Further, it behooves an investor to know which cybersecurity stocks address ransomware, phishing or other kinds of cyberattacks. Proofpoint specializes in email and data-loss protection.
Cloud vendors include Okta, Mimecast (MIME) and Rapid7 (RPD).
Hackers often aim to compromise networks by targeting employees or management who have administrative access. CyberArk Software (CYBR) manages privileged accounts. In addition, Okta provides identity management services.
To slow down hackers, more companies are focusing on internal security threats though a strategy known as Zero Trust.
Traditional security measures aim to keep the bad guys out of corporate networks. Network firewalls focus on intruders from the public internet.
Zero Trust cybersecurity models focus on internal threats, such as hackers stealing someone’s security credentials. Security firms verify the identity of network users and limit access to applications.
CrowdStrike, Okta, Netskope and Proofpoint recently formed a Zero Trust alliance.
Targeting Zero Trust security, Cisco Systems (CSCO) in 2018 acquired Duo Security for $2.35 billion.

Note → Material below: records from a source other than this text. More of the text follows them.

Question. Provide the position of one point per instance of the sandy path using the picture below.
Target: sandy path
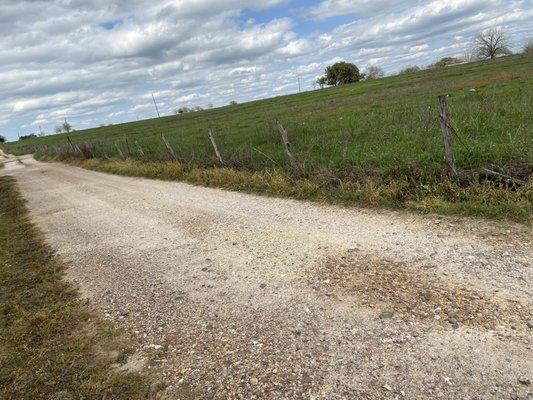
(254, 297)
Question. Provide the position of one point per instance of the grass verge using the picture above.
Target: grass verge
(51, 345)
(416, 189)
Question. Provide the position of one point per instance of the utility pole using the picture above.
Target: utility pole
(155, 104)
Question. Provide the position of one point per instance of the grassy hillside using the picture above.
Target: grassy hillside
(379, 133)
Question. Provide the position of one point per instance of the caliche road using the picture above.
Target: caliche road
(236, 296)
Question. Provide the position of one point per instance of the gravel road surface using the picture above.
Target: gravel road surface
(237, 296)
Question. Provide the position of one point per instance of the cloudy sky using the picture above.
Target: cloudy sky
(98, 61)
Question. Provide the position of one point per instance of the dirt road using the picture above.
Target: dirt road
(236, 296)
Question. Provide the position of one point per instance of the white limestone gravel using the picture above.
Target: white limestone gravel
(236, 296)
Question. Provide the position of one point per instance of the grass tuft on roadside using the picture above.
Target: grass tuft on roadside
(418, 190)
(51, 345)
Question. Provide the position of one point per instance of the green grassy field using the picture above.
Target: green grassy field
(378, 142)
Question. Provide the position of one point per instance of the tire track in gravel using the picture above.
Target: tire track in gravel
(238, 296)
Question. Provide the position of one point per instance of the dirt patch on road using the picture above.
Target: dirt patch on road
(408, 293)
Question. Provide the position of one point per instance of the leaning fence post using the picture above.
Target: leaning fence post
(139, 148)
(286, 144)
(215, 147)
(169, 147)
(446, 134)
(120, 152)
(71, 144)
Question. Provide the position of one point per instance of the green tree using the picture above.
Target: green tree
(528, 48)
(444, 62)
(342, 73)
(374, 72)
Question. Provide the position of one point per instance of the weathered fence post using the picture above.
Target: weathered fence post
(128, 146)
(286, 143)
(120, 152)
(169, 147)
(446, 134)
(139, 148)
(71, 144)
(215, 147)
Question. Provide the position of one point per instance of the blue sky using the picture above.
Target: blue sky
(98, 61)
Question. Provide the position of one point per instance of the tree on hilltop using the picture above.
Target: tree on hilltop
(374, 72)
(492, 43)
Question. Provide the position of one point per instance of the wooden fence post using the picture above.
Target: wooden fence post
(446, 134)
(169, 147)
(120, 152)
(139, 148)
(71, 144)
(128, 146)
(286, 143)
(215, 147)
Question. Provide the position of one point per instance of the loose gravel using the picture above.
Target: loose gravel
(236, 296)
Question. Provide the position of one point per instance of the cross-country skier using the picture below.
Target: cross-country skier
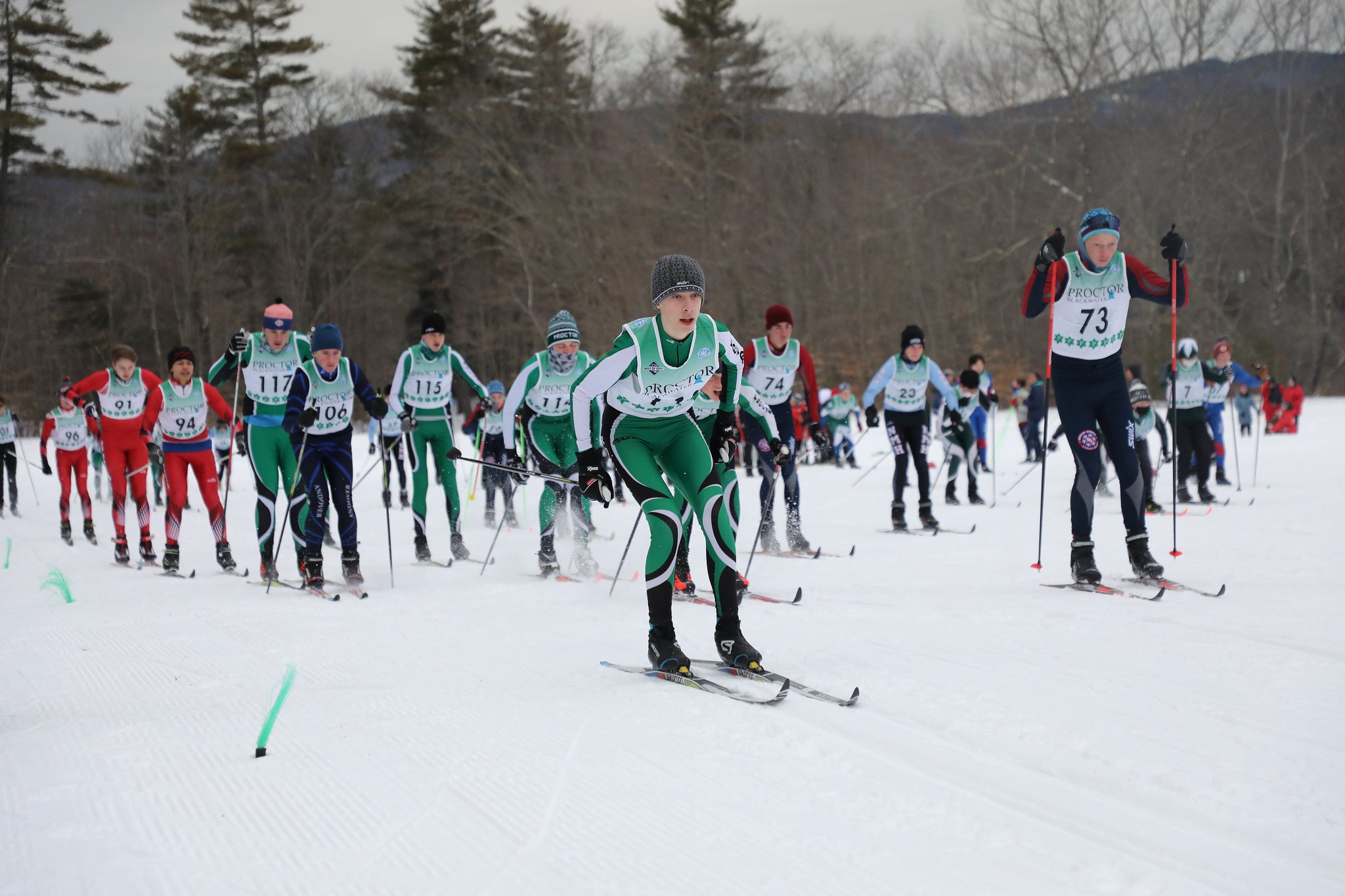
(977, 363)
(650, 378)
(181, 406)
(705, 406)
(121, 391)
(269, 359)
(318, 417)
(904, 381)
(961, 440)
(487, 418)
(9, 458)
(1187, 416)
(390, 429)
(1093, 288)
(422, 391)
(540, 398)
(838, 413)
(1216, 395)
(69, 429)
(771, 364)
(1146, 421)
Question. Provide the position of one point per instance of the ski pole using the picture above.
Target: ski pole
(290, 500)
(615, 578)
(233, 422)
(1046, 418)
(1172, 270)
(487, 561)
(770, 501)
(387, 512)
(32, 484)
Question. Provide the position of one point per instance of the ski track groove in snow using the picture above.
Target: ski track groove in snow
(458, 735)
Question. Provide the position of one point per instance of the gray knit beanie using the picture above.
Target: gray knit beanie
(676, 274)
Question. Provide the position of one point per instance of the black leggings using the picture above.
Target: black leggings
(910, 436)
(1094, 405)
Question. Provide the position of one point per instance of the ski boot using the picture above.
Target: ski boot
(350, 566)
(665, 652)
(794, 532)
(767, 534)
(460, 551)
(734, 648)
(225, 558)
(268, 568)
(314, 570)
(1141, 561)
(1082, 565)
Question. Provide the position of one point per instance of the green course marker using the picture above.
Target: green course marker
(275, 711)
(57, 582)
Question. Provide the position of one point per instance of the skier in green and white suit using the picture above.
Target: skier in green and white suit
(541, 399)
(269, 360)
(705, 408)
(422, 390)
(650, 378)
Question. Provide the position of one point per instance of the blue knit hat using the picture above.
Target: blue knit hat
(326, 336)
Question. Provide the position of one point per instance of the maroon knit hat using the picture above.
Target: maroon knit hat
(778, 314)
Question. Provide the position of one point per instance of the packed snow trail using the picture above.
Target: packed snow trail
(456, 734)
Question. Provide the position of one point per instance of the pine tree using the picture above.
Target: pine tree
(455, 49)
(539, 69)
(244, 61)
(722, 60)
(41, 55)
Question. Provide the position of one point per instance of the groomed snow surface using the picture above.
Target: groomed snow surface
(458, 735)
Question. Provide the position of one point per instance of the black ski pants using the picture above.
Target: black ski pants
(1094, 403)
(908, 431)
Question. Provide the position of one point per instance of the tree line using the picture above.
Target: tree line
(518, 168)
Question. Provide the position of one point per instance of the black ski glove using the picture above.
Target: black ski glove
(1173, 246)
(1051, 251)
(595, 481)
(724, 438)
(518, 471)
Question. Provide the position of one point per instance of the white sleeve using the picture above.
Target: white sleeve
(598, 379)
(517, 393)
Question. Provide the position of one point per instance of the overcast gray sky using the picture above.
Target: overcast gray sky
(365, 34)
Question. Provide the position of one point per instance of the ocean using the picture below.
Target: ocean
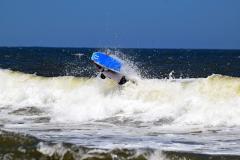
(185, 105)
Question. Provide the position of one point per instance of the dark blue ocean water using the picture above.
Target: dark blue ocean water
(150, 63)
(59, 110)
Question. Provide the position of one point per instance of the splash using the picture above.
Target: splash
(212, 101)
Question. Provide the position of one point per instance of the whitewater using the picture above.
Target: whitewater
(199, 115)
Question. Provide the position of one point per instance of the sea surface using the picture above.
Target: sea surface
(185, 105)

Artificial Intelligence Changing Cybersecurity Market
Also, many fast-growing cybersecurity firms are in the endpoint market. Their tools detect malware on laptops, mobile phones and other devices that access corporate networks.
Further, CrowdStrike’s initial public offering in June raised $612 million, one of the largest cybersecurity offerings. CrowdStrike’s rivals include VMware‘s (VMW) Carbon Black, Palo Alto, FireEye (FEYE) and startup Cybereason.
In addition, state-sponsored hackers and cybersecurity firms are both using artificial intelligence to get an edge.
Artificial intelligence should improve computer security tools by speeding up incident responses. It could help thwart email-delivered ransomware or swarming botnets that knock out access to websites.